MARCH 3, 2000 26 ADAR I, 5760
Foreign Influence
American contributions to Israeli political campaigns are raising concerns
By Tom Tugend, Contributing Editor
American donors have poured $10 million to $15 million into each of the last two Israeli elections through campaign contributions or through nonprofit organizations that directly or indirectly support a candidate or political party.
The estimate, attributed to unnamed "political scientists," is cited in a front page article in the Feb. 25 Los Angeles Times, headlined "U.S. Soil Proves Fertile for Israel Political Campaigns."
As its primary case in point, the Times reported on a private reception, given by television mogul Haim Saban at his Beverly Hills home last March 25. Guest of honor was Ehud Barak, then running for prime minister as head of the Labor Party and One Israel coalition.
At the reception, first reported by The Jewish Journal last April, some 30 guests contributed $10,000 each. Saban promised in the invitation that he would match all donations dollar for dollar, bringing the estimated take for the evening to $600,000.
Barak gave a wide-ranging talk on Middle East developments but did not directly solicit funds, according to participants.
"It was a pretty typical campaign speech, but there was no price tag on it," the Times quoted one guest. "He asked for vague support. It was clear that he was running for office."
Invited guests were instructed to make out their checks to the Shefa Fund, described by the Times as a Philadelphia-based nonprofit tax-exempt foundation, which tends to support liberal and pro-peace causes, primarily in Israel.
Last year, the Shefa Fund was one of the main backers of KesherUSA, self-described as a "nonpartisan get-out-the-vote" project to fly Israelis living in the United States and Europe back to Israel to vote in the May elections.
Contributions to Kesher, besides Shefa, came mainly from individuals sympathetic to the Labor and Centrist parties, Kesher spokesman Udi Behr told The Jewish Journal last year.
It was generally understood that Kesher would subsidize the fares of liberal-oriented Israelis abroad, to counteract the even more intensive and well-financed efforts by Chai L'Ysrael to fly in voters favorable to the Likud and religious parties.
In themselves, the contributions to Shefa and the fly-back project were apparently not illegal, but they benefited Barak's party.
Saban, described in a recent article as a billionaire and "the biggest Israeli player in Hollywood," did not respond to requests for an interview.
However, the Israeli daily Yediot Aharonot recently quoted Saban as saying that he didn't know where the donations from his fundraiser went, because they were processed by his comptrollers and lawyers.
The Times article, developed by its correspondent in Israel and two reporters in Los Angeles, stated that a Barak spokesman in Jerusalem declined to comment on the Saban reception, adding only that the prime minister stood by his earlier statement that he was not involved in raising money.

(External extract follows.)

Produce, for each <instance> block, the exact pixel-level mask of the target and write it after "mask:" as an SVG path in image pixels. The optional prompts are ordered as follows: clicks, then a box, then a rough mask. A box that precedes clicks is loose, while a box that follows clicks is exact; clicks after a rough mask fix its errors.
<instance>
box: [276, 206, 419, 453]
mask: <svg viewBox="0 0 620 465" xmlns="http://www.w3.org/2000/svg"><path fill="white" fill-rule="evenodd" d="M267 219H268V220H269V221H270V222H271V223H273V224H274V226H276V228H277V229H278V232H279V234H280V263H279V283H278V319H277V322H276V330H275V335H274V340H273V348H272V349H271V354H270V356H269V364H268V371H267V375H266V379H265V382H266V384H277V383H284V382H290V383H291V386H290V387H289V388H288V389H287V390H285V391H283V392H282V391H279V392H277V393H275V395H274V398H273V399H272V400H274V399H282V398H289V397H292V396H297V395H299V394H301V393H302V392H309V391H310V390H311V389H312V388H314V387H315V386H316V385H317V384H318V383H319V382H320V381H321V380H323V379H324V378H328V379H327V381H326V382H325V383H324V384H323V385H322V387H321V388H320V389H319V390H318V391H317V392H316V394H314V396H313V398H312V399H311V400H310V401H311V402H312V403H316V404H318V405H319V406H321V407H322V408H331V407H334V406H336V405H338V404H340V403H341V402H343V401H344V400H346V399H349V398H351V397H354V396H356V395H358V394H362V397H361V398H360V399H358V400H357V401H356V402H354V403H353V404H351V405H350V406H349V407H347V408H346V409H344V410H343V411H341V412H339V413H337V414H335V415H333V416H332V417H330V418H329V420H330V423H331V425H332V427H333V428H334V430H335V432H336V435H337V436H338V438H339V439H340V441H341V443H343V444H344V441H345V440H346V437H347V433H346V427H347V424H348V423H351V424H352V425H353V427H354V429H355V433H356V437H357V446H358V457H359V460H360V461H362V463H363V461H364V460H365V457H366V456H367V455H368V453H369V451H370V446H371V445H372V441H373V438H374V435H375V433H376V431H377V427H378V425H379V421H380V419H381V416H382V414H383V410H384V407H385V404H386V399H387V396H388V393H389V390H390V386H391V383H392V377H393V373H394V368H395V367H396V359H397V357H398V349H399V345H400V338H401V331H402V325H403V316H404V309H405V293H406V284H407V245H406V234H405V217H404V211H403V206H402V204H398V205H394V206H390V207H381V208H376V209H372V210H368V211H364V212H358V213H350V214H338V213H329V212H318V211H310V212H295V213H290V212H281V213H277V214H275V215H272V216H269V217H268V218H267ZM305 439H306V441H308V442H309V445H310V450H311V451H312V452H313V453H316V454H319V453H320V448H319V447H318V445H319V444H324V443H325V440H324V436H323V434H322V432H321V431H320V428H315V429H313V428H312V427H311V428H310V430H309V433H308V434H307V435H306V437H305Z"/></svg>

Israeli elections are heavily subsidized by the country's taxpayers and private campaign contributions are governed by tight restrictions. The laws ban any donations from foreigners, as well as from any "commercial entity." Israeli citizens can make a maximum contribution of $400 in a single year to a single party.
But as in the United States, such legal restrictions are more often honored in the breach than in the observance.
Menachem Hofnung, a Hebrew University political scientist, who helped write Israel's campaign finance law, told the Times that instances such as the Saban reception are borderline -- and typical.
"To ask for contributions that do not go right away to the campaign but help the campaign is against the spirit of the law," Hofnung said. "Not only did Barak do it, but so did all the major candidates for prime minister."
A recent report by Israel's state comptroller cracked down hard on numerous campaign finance violations by Israel's major parties and fined Barak's One Israel coalition $3.2 million.
Contributions by American citizens to Israeli political campaigns, besides skirting Israeli and possibly U.S. laws, raise even more fundamental concerns.
"The possibilities for abuse are almost unlimited," said Abraham Foxman, national director of the Anti-Defamation League. "What is at stake is the sovereignty of the Israeli voting public."
David Clayman, the American Jewish Congress' director in Israel, observed that "I can think of nothing more corrosive to Israeli democracy than the buying of votes" by non-Israelis.